Many of the artworks produced in Beijing's Heiqiao art zone are public sculptures that will dot the country's new urban centers. [Photos by Jiang Dong / China Daily]
Craftsmen in Beijing's art zones work hard to develop their trade despite a struggling global economy. Wang Ru chats with the makers of our monuments.
In a factory workshop in northeast Beijing's Heiqiao art zone, a group of workers has nearly finished a set of clay sculptures, including three 5.5-meter-high horses and a giant statute of Genghis Khan.
Zhang Bao, 31, with his blue jacket spattered with clay, uses a laser pointer to direct his workers climbing on the iron supports around the statues.
The artworks are for a local government sector of the Inner Mongolia autonomous region - once the cradle of Genghis Khan's formidable empire.
The contract price of the sculptures is about 10 million yuan ($1.6 million), but Zhang and his team will only get a tiny slice of the pie.
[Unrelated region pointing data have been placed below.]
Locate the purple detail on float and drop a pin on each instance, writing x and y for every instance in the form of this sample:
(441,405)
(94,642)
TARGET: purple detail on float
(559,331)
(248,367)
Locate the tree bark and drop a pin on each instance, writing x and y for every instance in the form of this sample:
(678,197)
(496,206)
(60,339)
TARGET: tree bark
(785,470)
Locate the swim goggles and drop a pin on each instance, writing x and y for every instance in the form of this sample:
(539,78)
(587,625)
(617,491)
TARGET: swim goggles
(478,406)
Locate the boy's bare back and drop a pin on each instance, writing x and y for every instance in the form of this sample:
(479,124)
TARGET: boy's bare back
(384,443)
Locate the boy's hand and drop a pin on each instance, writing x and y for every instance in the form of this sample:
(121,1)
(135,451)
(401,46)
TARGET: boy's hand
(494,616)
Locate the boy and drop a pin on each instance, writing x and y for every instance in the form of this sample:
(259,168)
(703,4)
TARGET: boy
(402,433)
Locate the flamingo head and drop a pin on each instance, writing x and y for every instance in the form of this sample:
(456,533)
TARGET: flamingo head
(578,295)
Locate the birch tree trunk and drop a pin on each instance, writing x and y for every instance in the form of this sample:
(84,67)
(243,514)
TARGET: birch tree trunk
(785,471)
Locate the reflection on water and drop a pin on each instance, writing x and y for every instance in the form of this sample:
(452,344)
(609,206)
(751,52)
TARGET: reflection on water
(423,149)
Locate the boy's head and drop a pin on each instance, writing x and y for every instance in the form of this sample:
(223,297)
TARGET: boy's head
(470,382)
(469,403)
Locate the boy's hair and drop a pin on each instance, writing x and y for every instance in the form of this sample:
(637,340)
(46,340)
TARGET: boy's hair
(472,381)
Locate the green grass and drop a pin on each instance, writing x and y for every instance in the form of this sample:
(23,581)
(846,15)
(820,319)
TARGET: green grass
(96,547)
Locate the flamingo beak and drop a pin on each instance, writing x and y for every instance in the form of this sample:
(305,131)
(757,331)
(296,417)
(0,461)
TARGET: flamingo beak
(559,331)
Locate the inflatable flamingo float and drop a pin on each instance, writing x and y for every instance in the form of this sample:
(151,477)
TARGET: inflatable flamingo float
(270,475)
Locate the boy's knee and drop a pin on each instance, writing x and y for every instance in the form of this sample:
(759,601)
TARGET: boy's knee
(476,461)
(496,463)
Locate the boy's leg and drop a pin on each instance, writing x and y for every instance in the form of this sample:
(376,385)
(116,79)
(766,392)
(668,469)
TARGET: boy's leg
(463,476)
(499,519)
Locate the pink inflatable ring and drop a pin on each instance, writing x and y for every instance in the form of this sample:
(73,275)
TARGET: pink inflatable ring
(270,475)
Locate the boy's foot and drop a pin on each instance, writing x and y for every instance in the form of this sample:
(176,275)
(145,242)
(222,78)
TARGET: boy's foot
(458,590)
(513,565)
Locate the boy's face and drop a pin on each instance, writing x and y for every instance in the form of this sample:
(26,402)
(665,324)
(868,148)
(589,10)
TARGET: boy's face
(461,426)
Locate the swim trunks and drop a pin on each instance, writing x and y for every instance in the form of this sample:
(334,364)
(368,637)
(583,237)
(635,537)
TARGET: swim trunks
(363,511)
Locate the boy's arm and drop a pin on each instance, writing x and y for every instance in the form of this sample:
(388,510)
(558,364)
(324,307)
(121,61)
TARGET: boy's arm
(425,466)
The heating system in the workshop doesn't work. The only heat is from a coal stove.
"It is to prevent the clay from being frozen, not for our warmth," Zhang says. The quality clay is more expensive than flour, he adds.
The sculptures will consume eight tons of clay. The final process will be to cast copper on the surface after the clay work is done.
Beijing is a major hub where thousands of sculptures are assembled in "art zones". Most are in abandoned factories and suburban villages, such as Heiqiao, 798 art zone and Songzhuang village.